To say the wheels of justice turn slowly feels like a gross understatement, and also premature, seeing as how justice is still not guaranteed.

I have been struggling with the prevalence of the video on social media. At this time, I understand that the video was made by someone who participated with and supported the murderers, and possibly as a “trophy” of the crime. I don’t like, then, that their trophy received so much attention.

And I have to think about the two very different experiences of that video. That so many white people needed to see it to be moved to action feels problematic, since the existence of the video was further traumatizing to people of color.

White people: that we had to participate in traumatizing people of color just so we could see in order to believe is something we need to grapple with.

Jesus’ words to Thomas come to mind: “Blessed are those who have not seen and yet have believed.”

Thomas had a lot of witnesses he could’ve listened to, starting with the women who were first to the tomb. But their eyewitness testimony was insufficient for him.

And so he demanded to not just see the wounds of the executed one, but to touch them. There are many mysteries surrounding the reality of resurrection, and we have no way of knowing if the wounds of the crucifixion still ached. But why wouldn’t they? What kind of request is this? Re-open your wounds to satisfy my doubt.

Thomas has a lot of witnesses he could’ve listened to, and white people, so do we. People of color have been shouting from too many tombs where too many bodies have been laid, preaching the reality of injustice and racism in our culture.

And we, like Thomas, have stood back, shaking our heads at their stories, doubting their telling, unconvinced of their truth. We have demanded our right to see and touch, no matter how painful that demand is for someone else. We have held our tongues, except for the occasional spoken doubt.

This Easter season, I want to remove some of the saintly aura around the doubt of Thomas. We who consider ourselves thoughtful folks who wait to speak until all the facts are in need to search our souls and open our ears to the pain our waiting has caused.

We need to not demand videos next time. We need to not demand the wounds re-open and trauma re-lived simply because we, in our whiteness, have made “waiting til all the facts are in” a mark of wisdom, completely ignoring the facts of eyewitness account after eyewitness account. We have determined it is foolish to merely trust witnesses to injustice because their stories can’t be actual facts, their story is just their version of events.

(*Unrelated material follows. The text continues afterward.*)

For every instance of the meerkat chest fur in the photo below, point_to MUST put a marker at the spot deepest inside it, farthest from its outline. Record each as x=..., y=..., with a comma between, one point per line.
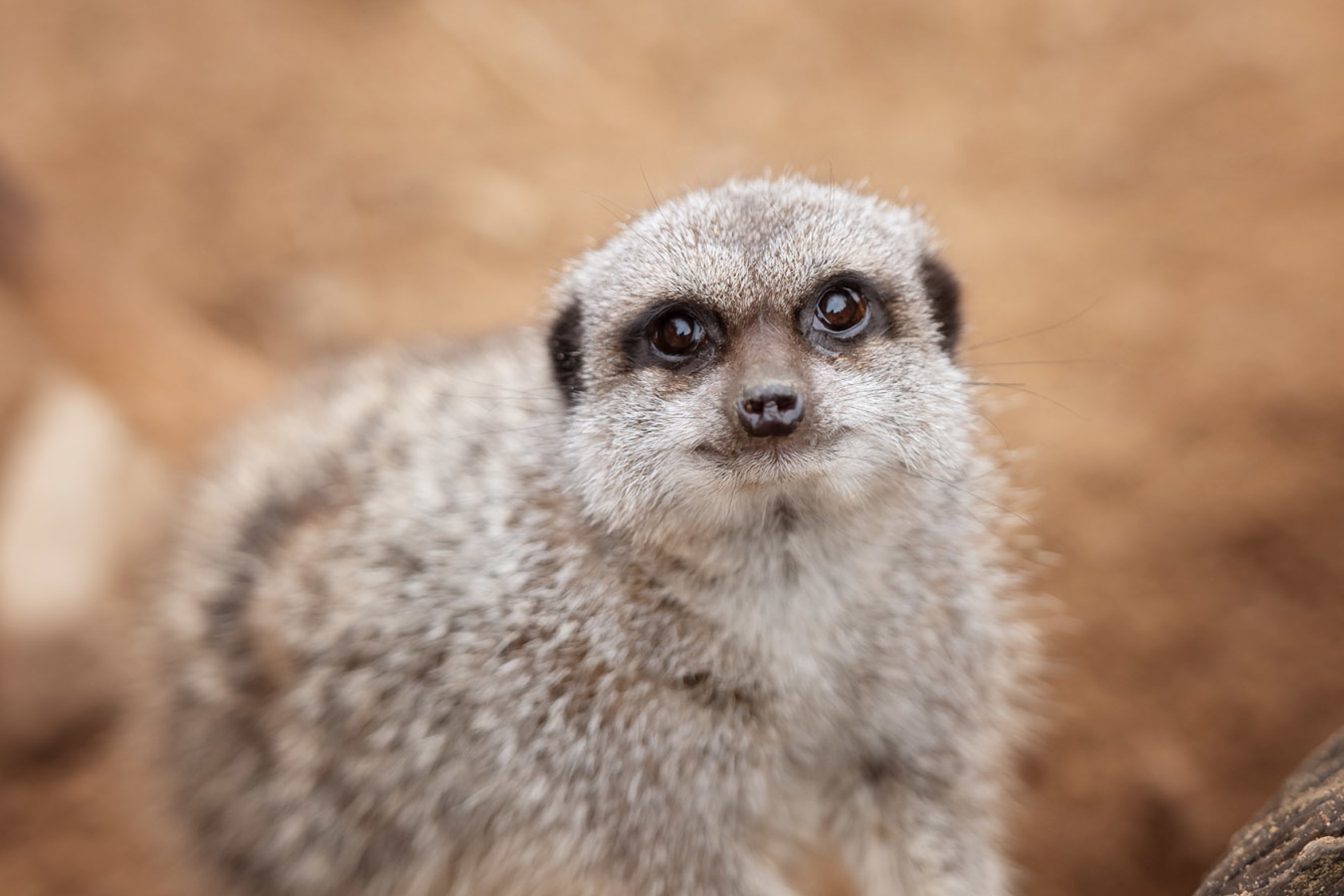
x=707, y=570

For those of us who call ourselves Christian, I can’t fathom a more absurd claim. How could we stake our faith on the mere stories of witnesses, but tune out modern day truth-tellers and convince ourselves that our doubt is sanctified?

Y’all, next time a person of color tells us they’ve seen injustice, our only job is to listen.

Let’s stop demanding the wounds be re-opened.

Let’s stop privileging silent waiting over passioned witnessing.

How much more evidence do we demand?

And why have the claims of our neighbors of color been deemed insufficient?

Next time the hashtag starts trending, what would happen if we simply choose to believe?

May the stories of the witnesses who go to the tomb of their beloved one be all we need to hear their preaching and invite others to hear as well. And may their sermons of systemic, institutionalized, prevalent racism move us to confession and change.